Rhetoric doesn’t trump reality when you are starving.

Update: American Glob reminds us that the HuffPo should be on that list too.

Update 2: Add voodoo priests to the doubter list above.

A while back I talked about Crazy Uncles, the proposition that 1% of any given population is composed of “Crazy Uncles” people who might be normal in a bunch of ways but whose views are very out there.

In any crowd you are going to have some crazy uncles. At the Boston Tea Party there were a few Ron Paul guys, at least two LaRouche guys and one vulgar sign about Barney Frank that I think crossed the line.

It added up to 5-10 guys out of 1000. The Boston Globe would have surely highlighted it…if they bothered to cover the rally.

Highlighting the crazy uncles in a group is method that the media has used to discredit movements that don’t have their imprimatur. One of my early disputes with Charles Johnson on his blog that led to my eventual banning at LGF (I posted there under my name not DaTechGuy) was my critique of his use of the Crazy uncle method to go after the Tea Party rallies.

The danger comes when you use that 1% of “crazy uncles” to reinforce your view of a group you already hate. By painting with that broad brush you don’t have to engage, your own bigotries and prejudices of the other 99%. Thus can a person sit back in the comfortable chair of affirmation. The certainty of their own moral superiority, unchallenged by the pesky facts around them…

…and that brings us to Joe My God’s post today. He has found a radio host who is a crazy uncle. A host I’ve never heard of or listened to. A host I’ll bet a lot of other Christians don’t know much about, and uses him to paint Christians with a broad brush:

Remember folks, the Christianist right is not about hatred and bigotry. It’s about the gentle redemptive love of Jesus, forced upon you at the barrel of a gun in prison as they beat the gay out of you.

According to this site 71% of Americans self identify themselves as Christians. 159 million adults (2001 figures). I have been a Catholic all my life and have spoken to Catholics and other Christians for all of my life concerning religion. I’ve heard ministers preach and been around their congregations. I’ve never heard any priest or minister advocate anything remotely like this. If I had to think of all the Christians I’ve known in my nearly 5 decades, maybe 2 might share this guys opinion and his twisting of scripture to his own ends.

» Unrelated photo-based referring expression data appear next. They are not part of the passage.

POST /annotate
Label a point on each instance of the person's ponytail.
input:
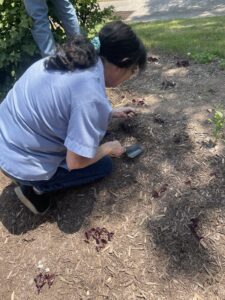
(77, 53)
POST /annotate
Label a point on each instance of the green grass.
(202, 39)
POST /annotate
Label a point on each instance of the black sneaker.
(38, 204)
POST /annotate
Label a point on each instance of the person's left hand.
(123, 112)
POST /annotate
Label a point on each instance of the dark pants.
(65, 179)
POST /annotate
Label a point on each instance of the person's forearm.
(75, 161)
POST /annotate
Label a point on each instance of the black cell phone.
(133, 151)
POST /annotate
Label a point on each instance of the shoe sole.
(26, 201)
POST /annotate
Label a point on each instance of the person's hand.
(115, 149)
(123, 112)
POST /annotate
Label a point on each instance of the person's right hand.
(115, 148)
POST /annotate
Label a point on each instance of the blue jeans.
(38, 11)
(65, 179)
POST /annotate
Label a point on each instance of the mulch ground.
(163, 212)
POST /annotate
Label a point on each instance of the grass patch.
(202, 39)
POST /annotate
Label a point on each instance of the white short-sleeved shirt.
(48, 112)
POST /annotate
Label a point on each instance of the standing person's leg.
(38, 11)
(66, 13)
(35, 195)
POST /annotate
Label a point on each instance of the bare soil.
(166, 208)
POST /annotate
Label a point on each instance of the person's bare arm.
(75, 161)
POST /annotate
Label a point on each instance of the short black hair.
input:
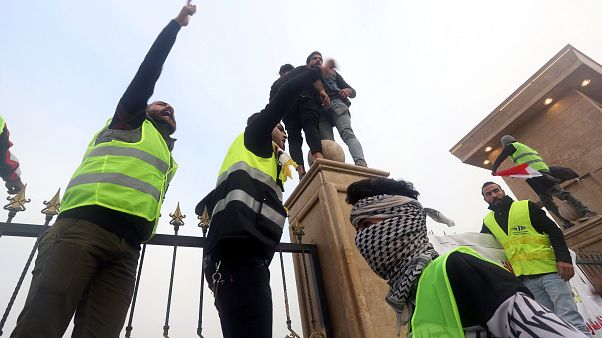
(379, 186)
(285, 68)
(311, 55)
(486, 184)
(252, 118)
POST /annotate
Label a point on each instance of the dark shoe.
(587, 216)
(361, 163)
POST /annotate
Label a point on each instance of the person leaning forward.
(247, 217)
(455, 294)
(303, 113)
(545, 186)
(87, 261)
(9, 165)
(536, 250)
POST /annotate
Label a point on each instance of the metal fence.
(305, 253)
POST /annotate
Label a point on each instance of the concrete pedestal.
(354, 293)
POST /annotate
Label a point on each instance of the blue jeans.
(555, 294)
(338, 115)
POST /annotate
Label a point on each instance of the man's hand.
(187, 11)
(329, 67)
(14, 187)
(345, 92)
(325, 99)
(565, 270)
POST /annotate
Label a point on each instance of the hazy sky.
(426, 72)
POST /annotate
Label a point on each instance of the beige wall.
(568, 133)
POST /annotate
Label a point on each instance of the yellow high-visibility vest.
(436, 313)
(526, 154)
(129, 177)
(528, 251)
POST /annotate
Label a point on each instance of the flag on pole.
(520, 171)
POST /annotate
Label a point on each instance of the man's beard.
(497, 203)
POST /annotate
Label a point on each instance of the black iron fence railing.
(304, 253)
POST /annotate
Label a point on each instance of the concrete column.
(354, 293)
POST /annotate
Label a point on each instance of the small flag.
(286, 161)
(520, 171)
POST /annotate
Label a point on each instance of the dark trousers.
(243, 298)
(546, 189)
(303, 114)
(83, 269)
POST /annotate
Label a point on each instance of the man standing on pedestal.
(87, 261)
(536, 250)
(338, 115)
(545, 186)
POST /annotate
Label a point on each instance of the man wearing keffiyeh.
(458, 294)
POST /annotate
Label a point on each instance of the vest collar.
(168, 139)
(506, 203)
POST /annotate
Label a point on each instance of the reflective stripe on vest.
(525, 154)
(263, 170)
(258, 207)
(436, 313)
(528, 251)
(129, 177)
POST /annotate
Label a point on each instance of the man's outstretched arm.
(131, 109)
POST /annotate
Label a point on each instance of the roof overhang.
(565, 72)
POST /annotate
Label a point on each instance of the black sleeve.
(485, 230)
(508, 150)
(342, 85)
(258, 134)
(131, 109)
(543, 224)
(275, 87)
(479, 287)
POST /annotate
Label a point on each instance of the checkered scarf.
(396, 248)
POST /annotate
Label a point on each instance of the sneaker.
(587, 216)
(361, 163)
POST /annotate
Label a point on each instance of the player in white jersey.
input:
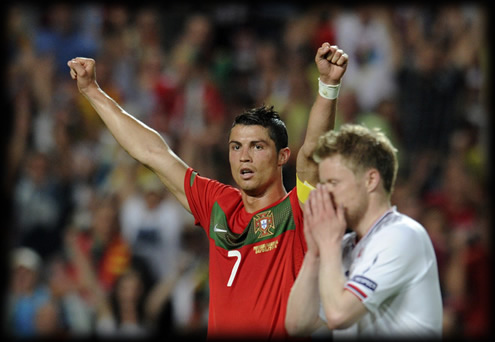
(380, 280)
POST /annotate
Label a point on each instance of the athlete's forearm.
(141, 142)
(134, 136)
(321, 119)
(342, 308)
(303, 305)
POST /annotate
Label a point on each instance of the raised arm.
(140, 141)
(332, 63)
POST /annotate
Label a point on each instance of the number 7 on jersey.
(236, 254)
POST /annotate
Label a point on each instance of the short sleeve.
(384, 266)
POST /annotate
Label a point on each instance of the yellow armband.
(303, 189)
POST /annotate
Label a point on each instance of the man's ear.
(283, 156)
(373, 179)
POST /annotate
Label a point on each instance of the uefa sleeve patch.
(370, 284)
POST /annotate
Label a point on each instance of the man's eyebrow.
(253, 142)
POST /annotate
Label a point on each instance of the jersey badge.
(264, 224)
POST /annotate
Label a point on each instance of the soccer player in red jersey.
(255, 230)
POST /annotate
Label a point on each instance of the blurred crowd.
(96, 246)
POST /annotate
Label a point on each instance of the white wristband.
(328, 91)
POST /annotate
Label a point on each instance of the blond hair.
(362, 149)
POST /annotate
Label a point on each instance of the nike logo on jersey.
(219, 230)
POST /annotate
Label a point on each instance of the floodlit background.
(96, 247)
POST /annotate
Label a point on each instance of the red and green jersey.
(254, 258)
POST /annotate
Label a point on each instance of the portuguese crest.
(264, 224)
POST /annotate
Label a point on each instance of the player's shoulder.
(400, 228)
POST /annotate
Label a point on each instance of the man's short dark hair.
(267, 117)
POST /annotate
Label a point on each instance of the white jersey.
(393, 271)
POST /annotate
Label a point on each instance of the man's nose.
(245, 155)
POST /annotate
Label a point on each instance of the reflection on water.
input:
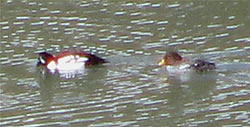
(131, 90)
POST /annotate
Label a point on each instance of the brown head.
(170, 58)
(44, 58)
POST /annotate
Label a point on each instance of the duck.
(174, 62)
(68, 60)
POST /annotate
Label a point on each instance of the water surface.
(130, 90)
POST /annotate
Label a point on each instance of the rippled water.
(130, 90)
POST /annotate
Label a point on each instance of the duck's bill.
(161, 62)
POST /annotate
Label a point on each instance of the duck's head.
(170, 58)
(44, 58)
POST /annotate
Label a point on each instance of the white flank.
(69, 63)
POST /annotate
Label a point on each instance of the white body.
(68, 63)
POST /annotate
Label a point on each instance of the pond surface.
(131, 90)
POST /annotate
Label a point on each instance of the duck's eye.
(42, 60)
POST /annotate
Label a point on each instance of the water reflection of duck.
(175, 63)
(68, 60)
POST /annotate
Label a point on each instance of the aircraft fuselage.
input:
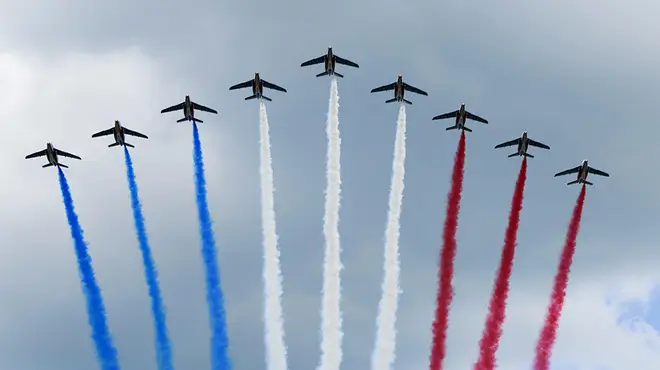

It is highlighted for the same reason why Chris Matthews goes after the birthers, it’s low hanging fruit and easier than going after Churches sending millions to Haiti; after all that doesn’t fit the template.

But such an acknowledgment wouldn’t support the “Christianist” template. So let’s play a game, let’s ask a few intelligent questions and invite our friends who use the term “Christianist” to enlighten us:

1. Define “Christianist”

2. Does belief in Roman Catholic Doctrine make one a “Christianist”

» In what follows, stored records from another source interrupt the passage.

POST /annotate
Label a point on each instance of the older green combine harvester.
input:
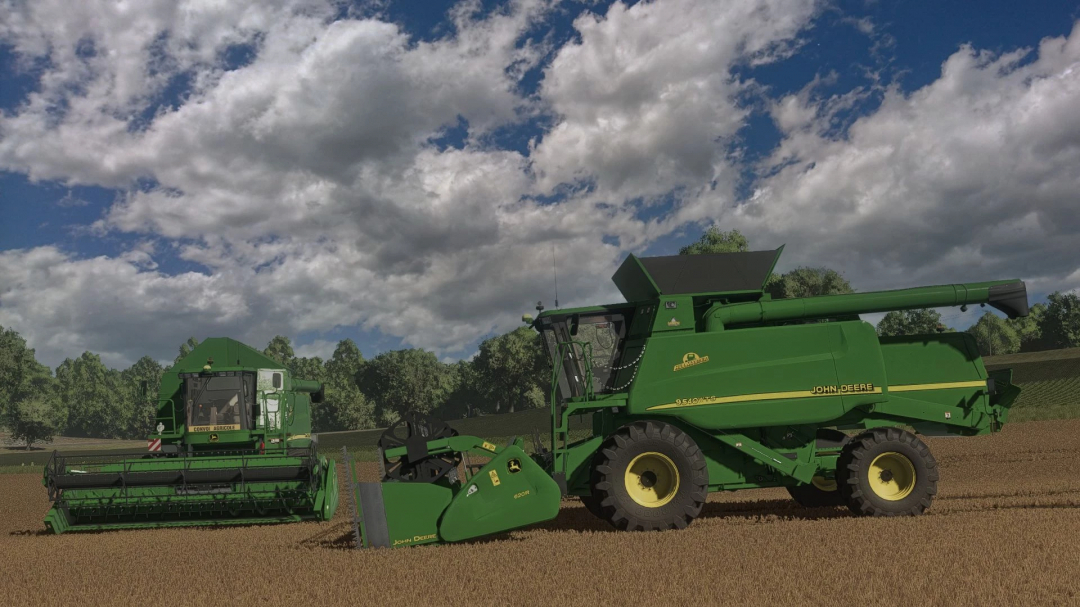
(700, 382)
(232, 446)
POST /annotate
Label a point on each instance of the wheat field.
(1003, 530)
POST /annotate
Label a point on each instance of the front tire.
(890, 472)
(649, 475)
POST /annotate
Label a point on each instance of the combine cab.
(700, 382)
(232, 445)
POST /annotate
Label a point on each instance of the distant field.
(1001, 531)
(1050, 383)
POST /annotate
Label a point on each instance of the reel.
(413, 431)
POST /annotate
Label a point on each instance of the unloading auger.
(701, 382)
(232, 445)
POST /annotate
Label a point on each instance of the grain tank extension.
(701, 382)
(232, 445)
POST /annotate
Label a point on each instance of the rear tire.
(890, 472)
(649, 475)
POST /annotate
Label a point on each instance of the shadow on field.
(338, 537)
(778, 508)
(30, 533)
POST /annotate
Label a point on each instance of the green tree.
(716, 241)
(909, 322)
(469, 398)
(403, 380)
(22, 376)
(995, 336)
(143, 405)
(345, 406)
(29, 421)
(94, 398)
(510, 368)
(808, 282)
(1060, 325)
(186, 349)
(312, 368)
(1027, 328)
(281, 350)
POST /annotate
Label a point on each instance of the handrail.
(563, 349)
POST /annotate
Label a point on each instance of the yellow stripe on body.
(807, 394)
(760, 396)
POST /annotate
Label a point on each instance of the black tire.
(672, 477)
(890, 472)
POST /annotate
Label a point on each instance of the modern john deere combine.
(232, 446)
(701, 382)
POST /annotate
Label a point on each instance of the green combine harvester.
(701, 382)
(232, 445)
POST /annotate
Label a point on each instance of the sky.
(409, 174)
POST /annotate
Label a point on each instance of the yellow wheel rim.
(892, 476)
(651, 480)
(824, 484)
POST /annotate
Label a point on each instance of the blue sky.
(400, 175)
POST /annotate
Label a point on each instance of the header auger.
(701, 382)
(232, 446)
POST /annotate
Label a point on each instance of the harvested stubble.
(1002, 531)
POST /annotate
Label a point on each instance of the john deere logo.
(689, 360)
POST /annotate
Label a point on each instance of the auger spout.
(1010, 296)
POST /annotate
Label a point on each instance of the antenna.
(554, 271)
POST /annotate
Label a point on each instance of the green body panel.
(755, 380)
(507, 497)
(265, 471)
(763, 387)
(509, 491)
(413, 511)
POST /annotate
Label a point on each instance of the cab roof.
(640, 279)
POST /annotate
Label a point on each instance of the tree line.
(510, 372)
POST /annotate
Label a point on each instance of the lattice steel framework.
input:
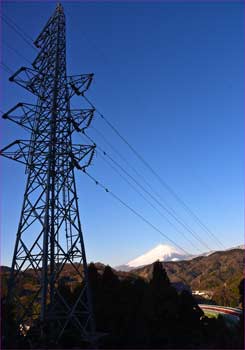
(49, 236)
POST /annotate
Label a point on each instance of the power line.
(18, 31)
(134, 211)
(136, 172)
(16, 51)
(163, 183)
(6, 68)
(152, 205)
(18, 27)
(193, 233)
(29, 40)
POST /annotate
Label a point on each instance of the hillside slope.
(219, 273)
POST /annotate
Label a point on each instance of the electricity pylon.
(49, 236)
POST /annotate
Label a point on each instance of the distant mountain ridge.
(218, 274)
(163, 253)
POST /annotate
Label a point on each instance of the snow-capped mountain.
(161, 252)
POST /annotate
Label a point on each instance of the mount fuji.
(161, 252)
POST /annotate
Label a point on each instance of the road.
(235, 312)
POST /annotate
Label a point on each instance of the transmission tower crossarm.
(49, 236)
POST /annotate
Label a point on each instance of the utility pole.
(49, 236)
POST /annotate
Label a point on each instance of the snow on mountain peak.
(161, 252)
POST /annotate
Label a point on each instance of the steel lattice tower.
(49, 235)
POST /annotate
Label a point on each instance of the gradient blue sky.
(170, 77)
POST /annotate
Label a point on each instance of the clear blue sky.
(170, 77)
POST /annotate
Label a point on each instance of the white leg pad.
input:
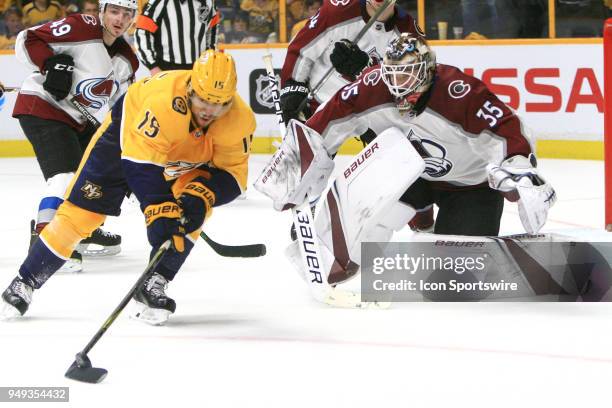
(363, 202)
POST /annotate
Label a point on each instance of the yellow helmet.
(213, 77)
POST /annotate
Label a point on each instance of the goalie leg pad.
(300, 167)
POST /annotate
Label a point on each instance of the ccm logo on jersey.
(360, 160)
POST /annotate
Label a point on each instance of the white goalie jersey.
(459, 126)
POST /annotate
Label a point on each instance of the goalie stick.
(230, 251)
(305, 228)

3. Name the protestant denominations that are by definition “Christianist”

4. If you are “bible believing” christian, does that make one a “Christianist”

5. Is the current Pope a “Christianist”, was the previous one a “Christianist”? If you answer yes to both, can you name one that wasn’t?

6. Can one by definition avoid the label “Christianist” without rejecting the Bible?

It will be interesting to hear the answer to these questions.